China ciptakan bendera pertama yang dapat berkibar di permukaan Bulan

  • Kamis, 9 Januari 2025 11:06 WIB
China ciptakan bendera pertama yang dapat berkibar di permukaan Bulan
Gambar panoramik yang diluncurkan Badan Antariksa Nasional China pada 4 Juni 2024 yang diambil melalui wahana pendarat Chang’e-6, menunjukkan permukaan Bulan. ANTARA/HO-CNSA

Jakarta (ANTARA) – Tim ilmuwan China sedang mengeksplorasi fisibilitas gagasan yang diajukan oleh para siswa sekolah dasar, yakni menciptakan bendera yang dapat berkibar di Bulan yang hampa udara.

Di Laboratorium Eksplorasi Antariksa Dalam (Deep Space Exploration Lab/DSEL) China, tim peneliti dari Beijing dan Provinsi Anhui di China timur menjalin kolaborasi guna mengembangkan muatan (payload) untuk misi Chang'e-7, yang terinspirasi oleh kreativitas para siswa asal Changsha, Provinsi Hunan, China tengah, seperti dilansir CCTV pada Rabu (8/1).

Muatan ini, yang merupakan proyek penjangkauan ilmiah, akan mendampingi wahana antariksa Chang'e-7 ke kutub selatan Bulan, dengan tujuan untuk menggunakan interaksi medan elektromagnetik guna memungkinkan bendera tampak berkibar di Bulan, ujar Zhang Tianzhu, wakil direktur institut penelitian teknologi masa depan DSEL.

“Kita tahu (bahwa) di Bulan, ketiadaan atmosfer menciptakan ruang hampa udara, sehingga membuat bendera sulit untuk berkibar seperti di Bumi,” urai Zhang.

“Para siswa mengusulkan agar kami merancang kawat loop tertutup pada permukaan bendera itu, memungkinkan (terciptanya) arus dua arah.
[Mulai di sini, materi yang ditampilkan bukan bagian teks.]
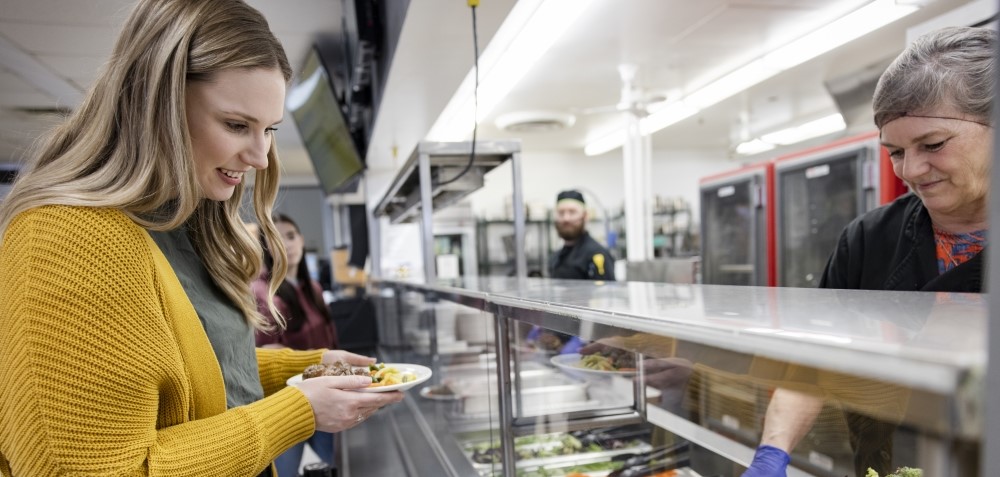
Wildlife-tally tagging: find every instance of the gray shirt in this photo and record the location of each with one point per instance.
(231, 336)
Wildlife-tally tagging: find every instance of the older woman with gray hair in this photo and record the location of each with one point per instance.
(933, 108)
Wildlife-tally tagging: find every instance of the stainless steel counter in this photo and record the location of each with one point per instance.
(921, 354)
(928, 341)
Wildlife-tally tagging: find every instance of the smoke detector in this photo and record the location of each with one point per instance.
(535, 121)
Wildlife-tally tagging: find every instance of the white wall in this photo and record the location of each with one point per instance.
(675, 173)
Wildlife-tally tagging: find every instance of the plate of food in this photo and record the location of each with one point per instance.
(385, 376)
(605, 362)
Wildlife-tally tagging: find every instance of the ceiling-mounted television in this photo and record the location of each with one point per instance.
(335, 149)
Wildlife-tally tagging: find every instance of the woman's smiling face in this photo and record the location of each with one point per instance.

Interaksi medan elektromagnetik akan memungkinkan bendara itu berkibar,” ujarnya.

“Jika berhasil, ini akan menjadi bendera pertama yang berkibar di permukaan Bulan,” tutur Zhang, sembari menambahkan bahwa proyek muatan penjangkauan ilmiah ini diperkirakan rampung pada Februari.

Zhang menuturkan bahwa inisiatif ini akan meningkatkan pemahaman kaum muda China perihal upaya negara itu di bidang antariksa serta memantik minat dan antusiasme mereka untuk nantinya berkarier di bidang kedirgantaraan.

Pada 2024, misi Chang'e-6 China berhasil menyelesaikan misi membawa pulang sampel pertama dari sisi jauh Bulan.

Tahun ini, pengembangan misi-misi lanjutannya, Chang'e-7 dan Chang'e-8, di bawah proyek eksplorasi Bulan China tahap keempat, mencatat kemajuan stabil.

Misi Chang'e-7, yang dijadwalkan akan diluncurkan sekitar tahun 2026, bertujuan untuk mencari bukti keberadaan air atau es di kutub selatan Bulan.

Selain itu, tim peneliti juga memajukan proses validasi untuk misi Chang'e-8 dan proyek-proyek Stasiun Penelitian Bulan Internasional (International Lunar Research Station/ILRS) berikutnya.

Wahana antariksa Chang'e-8 akan diluncurkan sekitar tahun 2028 untuk melakukan sejumlah eksperimen terkait pemanfaatan sumber daya Bulan.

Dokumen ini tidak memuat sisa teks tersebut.